[Date Prev][Date Next][Thread Prev][Thread Next][Date Index][Thread Index]
Re: using size_t for search bindings in info reader bug hidden versus un
From: |
Gavin Smith |
Subject: |
Re: using size_t for search bindings in info reader bug hidden versus underflow |
Date: |
Tue, 8 Oct 2024 17:05:59 +0100 |
On Tue, Oct 08, 2024 at 01:46:56AM +0200, Patrice Dumas wrote:
> Hello,
>
> In the info reader, as part of an effort to avoid comparison of signed
> and unsigned integers, and also to have a clearer code, I am considering
> setting SEARCH_BINDING start and end offsets to size_t instead of long.
> Indeed, this should be a bug if they are negative (although there were
> places in the code where they could become negative temporarily, before
> being reset to 0 right after, which I modified).
As Eli said, unsigned types in C can be dangerous. I have spent hours
in the past on several occasions trying to debug programs that misused
unsigned types, including the info reader.
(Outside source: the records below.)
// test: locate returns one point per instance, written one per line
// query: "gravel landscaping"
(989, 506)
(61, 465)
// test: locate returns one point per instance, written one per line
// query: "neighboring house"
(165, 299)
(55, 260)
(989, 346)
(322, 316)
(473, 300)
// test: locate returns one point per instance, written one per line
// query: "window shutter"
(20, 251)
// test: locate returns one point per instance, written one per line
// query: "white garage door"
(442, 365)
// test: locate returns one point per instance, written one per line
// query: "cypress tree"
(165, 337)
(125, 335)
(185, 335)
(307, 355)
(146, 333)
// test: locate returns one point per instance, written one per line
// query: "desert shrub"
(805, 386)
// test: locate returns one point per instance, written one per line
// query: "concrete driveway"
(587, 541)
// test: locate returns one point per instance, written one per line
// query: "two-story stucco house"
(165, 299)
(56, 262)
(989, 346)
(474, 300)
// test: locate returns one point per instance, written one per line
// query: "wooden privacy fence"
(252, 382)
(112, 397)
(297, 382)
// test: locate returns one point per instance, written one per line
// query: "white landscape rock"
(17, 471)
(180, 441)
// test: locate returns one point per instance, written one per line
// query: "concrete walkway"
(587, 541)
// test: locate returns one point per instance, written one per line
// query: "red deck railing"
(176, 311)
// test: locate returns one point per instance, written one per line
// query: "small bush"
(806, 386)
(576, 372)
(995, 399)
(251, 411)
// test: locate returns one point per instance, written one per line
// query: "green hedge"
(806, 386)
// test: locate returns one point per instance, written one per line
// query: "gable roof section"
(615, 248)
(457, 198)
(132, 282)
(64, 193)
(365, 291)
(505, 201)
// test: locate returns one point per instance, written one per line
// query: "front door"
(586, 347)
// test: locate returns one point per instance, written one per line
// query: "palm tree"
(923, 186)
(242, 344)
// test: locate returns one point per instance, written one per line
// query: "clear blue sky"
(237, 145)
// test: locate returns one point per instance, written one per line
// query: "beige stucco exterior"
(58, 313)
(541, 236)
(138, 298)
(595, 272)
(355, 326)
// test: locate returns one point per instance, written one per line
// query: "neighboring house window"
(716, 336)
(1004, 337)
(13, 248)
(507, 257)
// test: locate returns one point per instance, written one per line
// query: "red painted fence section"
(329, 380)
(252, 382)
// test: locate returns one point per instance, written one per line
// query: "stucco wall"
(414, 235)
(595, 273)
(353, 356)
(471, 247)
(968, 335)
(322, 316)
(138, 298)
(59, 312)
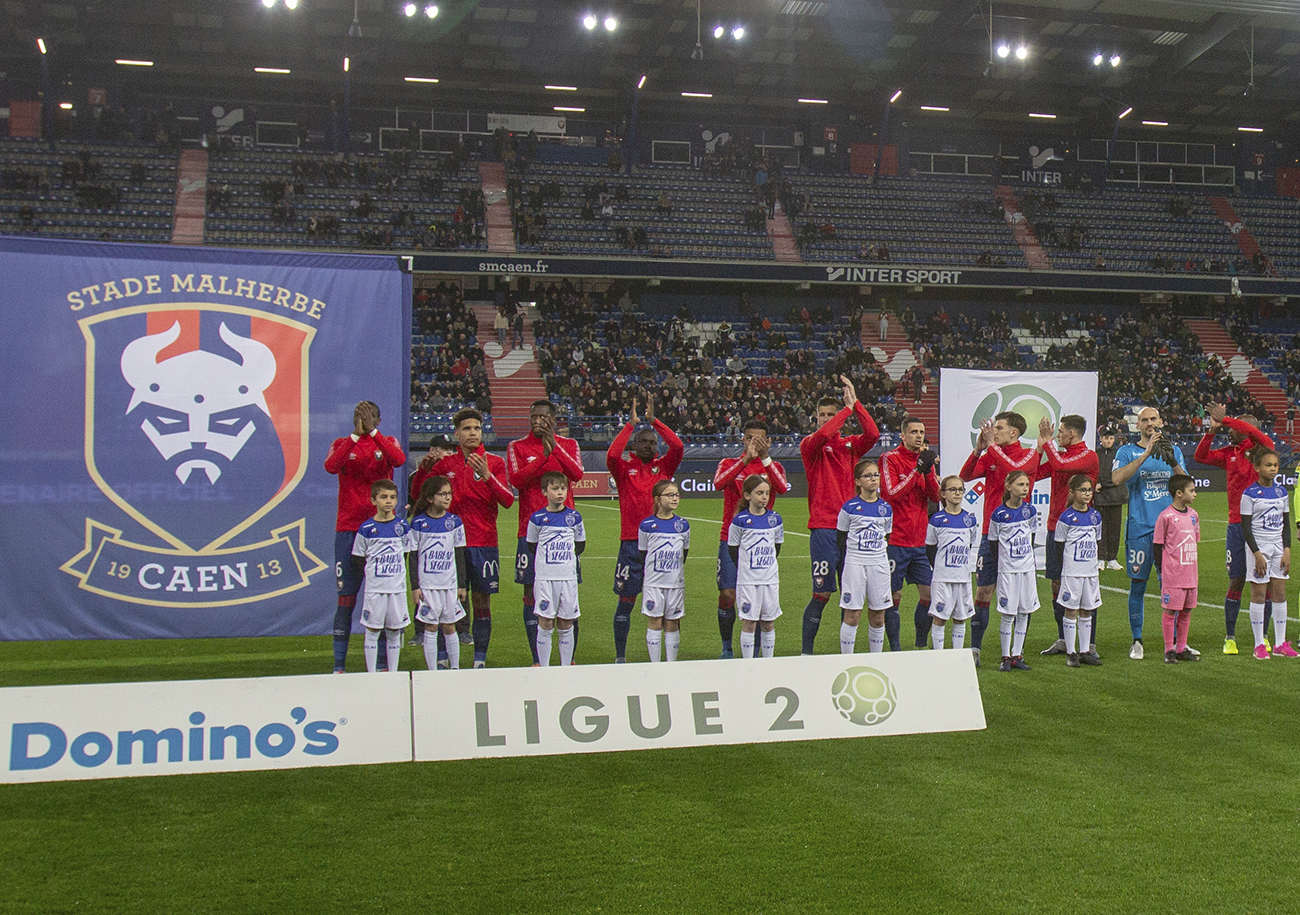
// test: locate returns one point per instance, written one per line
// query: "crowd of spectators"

Having suffered this, I
object to this changing on the basis of so-called clarity or correctness.
Simply blindly changing long to size_t throughout a program is unlikely
to be correct. I remember that some types were changed to size_t in the
info reader before I started working on it, but as a result some checks
no longer worked, such as a check that a value was greater than or equal
to 0 when this was guaranteed to be correct due to language semantics.
In C, if an integers of unsigned type is added to subtracted from an
integer of signed type, then the integer of signed type is converted
to the unsigned type before the operation, and the result is of the
unsigned type. (Although I think that is not quite the full story -
if one of the integers is of type "unsigned short int" and "short int"
is a narrower type than "int", then the "unsigned short int" is converted
to "signed int" instead - conversion in the other direction from
signed to unsigned. The exact rules are difficult to remember if you
don't use them every day. If all the involved types are signed you
don't really need to worry about it.)
This means that comparisons involving unsigned types do not obey basic
algebraic properties such as "a > b" being equivalent to "a - b > 0".
Although I don't remember now the exact reason that unsigned types
caused a problem in "info", you can imagine a situation where they
would if searching in a range of offsets centred at a location, such
as looking for a node around the value in the tags table. Pseudocode:
unsigned node_location;
unsigned min, max;
min = node_location - 1000;
if (min < 0)
min = 0;
min = node_location + 1000;
if (max > document_end)
max = document_end;
The check here that min < 0 will not work. Why should we need to worry
about this? Basically unsigned types always need to be treated with
care. They may appear to work correctly most of the time but could
easily lead to bugs. (Negative numbers were invented for a reason and
there is nothing wrong with using them.)